ORDEAL FOR RELATIVES OF VICTIMS
Lawyers had said further appeals to France‘s highest court would potentially drag the process out for years, prolonging the ordeal for relatives. Any appeals will shift the focus from the AF447 cockpit to the intricacies of law.
Relatives and lawyers sat in a high-windowed courtroom that has witnessed some of France‘s most historic trials as a judge read out a list of victims, many sharing the same family names.
The trial was seen as a cathartic moment for many relatives, turning the page on almost two decades of infighting within France‘s aviation establishment over the cause of the crash, which led to changes in training.
Flight AF447 vanished from radar screens on Jun 1, 2009, with people from 33 nationalities on board. The plane’s black boxes were recovered two years later after a deep-sea search.

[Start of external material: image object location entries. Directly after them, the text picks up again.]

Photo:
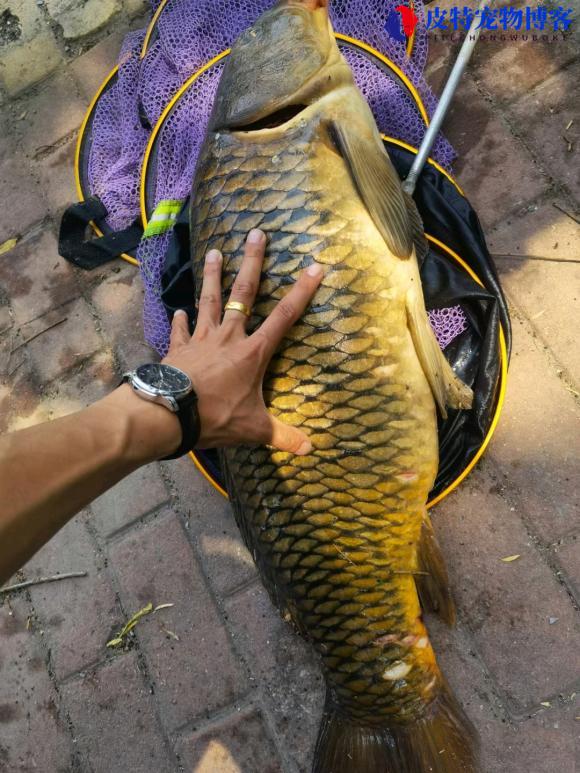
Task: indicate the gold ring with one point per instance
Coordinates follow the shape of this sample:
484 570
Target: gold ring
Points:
237 306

In 2012, BEA crash investigators found the plane’s crew had pushed their jet into a stall, chopping lift from under the wings, after mishandling a problem to do with iced-up sensors.
Prosecutors, however, focused their attention on alleged failures inside both the planemaker and airline. Those included poor training and failing to follow up on earlier incidents.
To prove manslaughter, prosecutors had to not only establish that the companies were guilty of negligence but also pull the threads together to demonstrate how this caused the crash.